Faltam 342 dias pra fechar a fatura de 2025. Acelera aí, porque num piscar de olhos tem ziriguidum de Carnaval, mais uma piscadinha e lá vem a procissão de Corpus Christi. Entre sonhos e pesadelos, o vinho, da mesa pro altar. Amanhecer pra zapear, curtir, clicar, compartilhar, tuitar no X. Antes de disparar o próximo zap, zelo, porque é quase tudo verdade.
Antes do fim, uma pausa no dia mais doido do ano. Hoje é o Dia Mundial da Liberdade (23 de janeiro). Enfim, pensei que poderia largar meu carro em qualquer canto, esquina, ou até mesmo sobre a calçada. Porque, com esse calor, toda sombra é disputada a preço da nova bitcoin. Todavia, o cara não tem sossego nem no Dia Mundial da Liberdade. Ao menor suspiro de liberdade, lá vem o fiscal de trânsito pra botar ordem no coreto.
Hoje acordei diferente, sabe?! Tomado por uma força incrível (seria efeito da nova medicação?). Me senti potente como o Hulk, motivado pra mudar o mundo. E tinha de ser hoje, no Dia Mundial da Liberdade. Saí de casa e pensei no fundamental: redistribuir riquezas.

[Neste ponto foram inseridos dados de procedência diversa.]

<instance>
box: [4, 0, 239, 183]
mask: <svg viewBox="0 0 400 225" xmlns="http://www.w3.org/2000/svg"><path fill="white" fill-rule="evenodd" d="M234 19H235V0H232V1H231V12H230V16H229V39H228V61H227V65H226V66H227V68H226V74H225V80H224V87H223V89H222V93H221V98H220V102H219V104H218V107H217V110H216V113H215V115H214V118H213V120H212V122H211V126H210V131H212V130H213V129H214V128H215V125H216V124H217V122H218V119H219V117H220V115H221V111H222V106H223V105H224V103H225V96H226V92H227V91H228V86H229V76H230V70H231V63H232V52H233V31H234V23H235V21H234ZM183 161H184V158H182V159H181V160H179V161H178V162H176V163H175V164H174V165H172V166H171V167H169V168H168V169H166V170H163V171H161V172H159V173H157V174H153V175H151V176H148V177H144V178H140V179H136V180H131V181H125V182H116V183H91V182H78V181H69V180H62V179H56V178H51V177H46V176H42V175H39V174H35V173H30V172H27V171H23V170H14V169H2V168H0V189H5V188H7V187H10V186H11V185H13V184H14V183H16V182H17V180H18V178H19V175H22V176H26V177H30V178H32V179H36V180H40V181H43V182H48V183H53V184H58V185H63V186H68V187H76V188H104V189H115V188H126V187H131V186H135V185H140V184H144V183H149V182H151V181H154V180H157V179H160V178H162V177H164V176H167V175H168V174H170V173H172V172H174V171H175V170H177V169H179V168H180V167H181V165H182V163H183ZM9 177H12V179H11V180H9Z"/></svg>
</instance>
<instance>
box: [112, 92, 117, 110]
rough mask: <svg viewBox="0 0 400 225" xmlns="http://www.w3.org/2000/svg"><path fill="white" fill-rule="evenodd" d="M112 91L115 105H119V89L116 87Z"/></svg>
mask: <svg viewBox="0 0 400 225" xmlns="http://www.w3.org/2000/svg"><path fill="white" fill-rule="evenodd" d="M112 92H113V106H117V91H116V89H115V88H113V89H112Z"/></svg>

No centro da cidade, entrei no primeiro banco que vi. Procurei o segurança que me orientou onde estava a gerente. Antes disso, explicou que era necessário retirar uma ficha. Sentei e aguardei.
Na televisão, a mesma velha notícia sobre o país X que invade o país Y, porque X acha que o território Y é seu por direito. Então, o país Y justifica que é soberano e livre. Por birra, X retruca dizendo ser ainda mais soberano e mais livre.

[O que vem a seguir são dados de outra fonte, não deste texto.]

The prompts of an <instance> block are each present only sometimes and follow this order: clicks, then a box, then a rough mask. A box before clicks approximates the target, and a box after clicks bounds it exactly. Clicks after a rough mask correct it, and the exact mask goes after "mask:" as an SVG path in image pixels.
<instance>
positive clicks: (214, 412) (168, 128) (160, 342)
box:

Depois de uns 20 minutos, muito simpática, a gerente me chama:
— Como eu posso estar lhe ajudando?
— Então, sabes que hoje é o Dia Mundial da Liberdade... — respondi.

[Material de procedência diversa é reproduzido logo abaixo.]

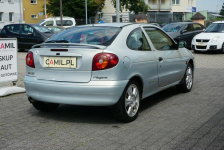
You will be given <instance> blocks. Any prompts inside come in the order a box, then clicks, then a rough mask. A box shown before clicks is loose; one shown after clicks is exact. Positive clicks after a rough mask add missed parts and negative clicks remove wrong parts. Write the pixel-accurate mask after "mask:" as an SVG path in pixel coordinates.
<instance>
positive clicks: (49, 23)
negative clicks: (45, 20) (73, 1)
mask: <svg viewBox="0 0 224 150" xmlns="http://www.w3.org/2000/svg"><path fill="white" fill-rule="evenodd" d="M53 25H54V21H46V22H45V23H43V24H42V26H53Z"/></svg>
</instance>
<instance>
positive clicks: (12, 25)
mask: <svg viewBox="0 0 224 150" xmlns="http://www.w3.org/2000/svg"><path fill="white" fill-rule="evenodd" d="M19 27H20V25H18V24H13V25H9V26H6V28H7V30H8V31H9V32H12V33H15V34H19Z"/></svg>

— Não, não sabia... Interessante — diz ela, desinteressada.
— Por isso, quero sacar R$ 5 milhões.
— Olha, senhor... Como é mesmo o seu nome?
— Marcelo...
— Então seu Marcelo, por segurança, operações como essa, ainda mais em dinheiro, não são mais autorizadas. Podes me dizer qual é o seu CPF para eu estar verificando o que posso fazer?
Depois de digitar meu CPF no sistema, indignadíssima, ela pergunta:
— O senhor não é cliente do banco?!?
— Não...
— E por que é que o senhor achou que poderia estar retirando R$ 5 milhões? Ainda mais sem ser cliente do banco?!
— É só hoje. Prometo...
— O senhor só pode estar brincando...
— Minha senhora, é que hoje acordei de um sonho intranquilo com o Raul me dizendo: “Faça o que tu queres, pois é tudo da lei”.
— Não estou entendendo nada, senhor... Posso estar lhe ajudando com mais alguma coisa?
— Pelo jeito, não... Nem no Dia Mundial da Liberdade o cara pode fazer o que bem entende.
— Papo doido esse — diz ela, rindo de nervosa.
Saí de cena pela direita como fazia a Pantera Cor-de-Rosa. Frustrado, despido da fantasia do Hulk, saí cabisbaixo. As metamorfoses estão em extinção. Antes do fim, o dólar cai e a bolsa sobe. E o preço do quilo da uva? O cara não pode nem etiquetar o preço que bem entende.
— Livre, meu filho, só os sabiás — diz um velho cego pedindo uns trocados na porta do banco.